City Council members will vote March 4 on the agreement. “It’s going to be a great project, and we’re excited about the development,” Mayor Betsy Price said. The incentives would be over three phases, but Terry Montesi, Trademark’s CEO, said in an interview that actual buildout should take six or seven years. “Hopefully, sooner,” he said. Trademark estimated buildout at $185 million, excluding the land.
A first phase would be $90 million, and a minimum 465,000 square feet of space, including 140,000 commercial and 325,000 residential. A second $35 million phase would be a minimum 150,000 square feet of commercial or residential. If residential, it would be about 400 units. A $60 million third phase would be a minimum 200,000 square feet of commercial or residential. The actual amount of the Chapter 380 grant would be based on an average 75 percent of the property tax gain added by the improvements, and 75 percent of the city’s one-cent sales tax. The highest grant percentage – 80 percent – would be for development costs incurred in the first five years. Seventy five percent would be for the second five years and 70 percent for the final five years. Trademark also committed to spend 30 percent of hard construction costs with Fort Worth contractors, for 25 percent of the grant.

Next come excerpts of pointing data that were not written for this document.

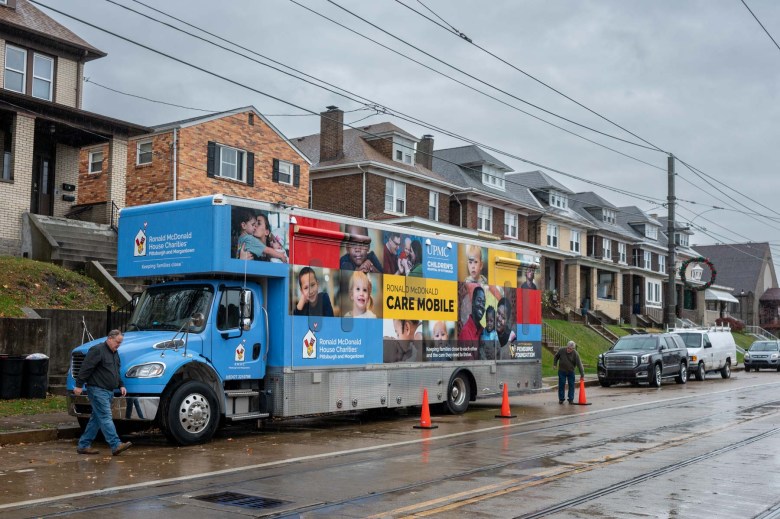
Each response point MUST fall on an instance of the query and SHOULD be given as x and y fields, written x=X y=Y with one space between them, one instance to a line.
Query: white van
x=709 y=349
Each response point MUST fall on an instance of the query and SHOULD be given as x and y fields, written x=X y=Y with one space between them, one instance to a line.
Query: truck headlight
x=150 y=370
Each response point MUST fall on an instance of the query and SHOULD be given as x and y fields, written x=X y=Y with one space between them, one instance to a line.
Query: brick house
x=236 y=152
x=42 y=125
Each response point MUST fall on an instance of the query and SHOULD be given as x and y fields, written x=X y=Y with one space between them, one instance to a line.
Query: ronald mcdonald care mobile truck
x=269 y=311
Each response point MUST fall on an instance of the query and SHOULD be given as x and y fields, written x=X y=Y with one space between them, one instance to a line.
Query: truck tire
x=458 y=394
x=682 y=375
x=192 y=414
x=655 y=375
x=726 y=371
x=701 y=374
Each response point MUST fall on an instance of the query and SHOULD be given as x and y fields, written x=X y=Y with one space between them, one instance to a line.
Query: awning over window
x=712 y=294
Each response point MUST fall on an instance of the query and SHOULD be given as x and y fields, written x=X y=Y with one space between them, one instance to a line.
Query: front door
x=42 y=196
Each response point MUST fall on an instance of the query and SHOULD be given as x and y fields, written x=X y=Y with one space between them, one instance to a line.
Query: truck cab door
x=238 y=342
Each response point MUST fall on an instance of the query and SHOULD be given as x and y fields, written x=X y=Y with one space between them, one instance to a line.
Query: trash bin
x=35 y=380
x=11 y=376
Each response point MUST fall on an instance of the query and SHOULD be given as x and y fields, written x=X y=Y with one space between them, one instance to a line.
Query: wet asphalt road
x=703 y=449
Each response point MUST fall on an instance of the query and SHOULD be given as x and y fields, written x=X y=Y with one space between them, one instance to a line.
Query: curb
x=39 y=435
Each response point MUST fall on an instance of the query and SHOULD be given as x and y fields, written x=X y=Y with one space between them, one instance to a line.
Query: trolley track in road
x=768 y=406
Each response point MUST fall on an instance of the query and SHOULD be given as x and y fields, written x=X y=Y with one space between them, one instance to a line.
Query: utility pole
x=671 y=292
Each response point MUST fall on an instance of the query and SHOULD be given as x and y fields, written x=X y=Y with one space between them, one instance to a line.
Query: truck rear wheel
x=192 y=415
x=458 y=394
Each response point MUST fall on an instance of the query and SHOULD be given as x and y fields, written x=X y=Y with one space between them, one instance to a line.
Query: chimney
x=331 y=134
x=424 y=155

It committed to spend 25 percent of construction costs with Fort Worth women and minority-owned businesses, for 25 percent of the grant. It agreed to spend $200,000 annually on supply and service contracts with Fort Worth companies and $100,000 annually on supply and service contracts with Fort Worth women and minority enterprises. Trademark agreed to reduce its grant by $200 per residential unit – an estimated $2.25 million – that will go to the Fort Worth Housing Finance Corp. The city would still receive a projected $7.7 million in property tax and $4.5 million in sales tax from the development over the 15-year term.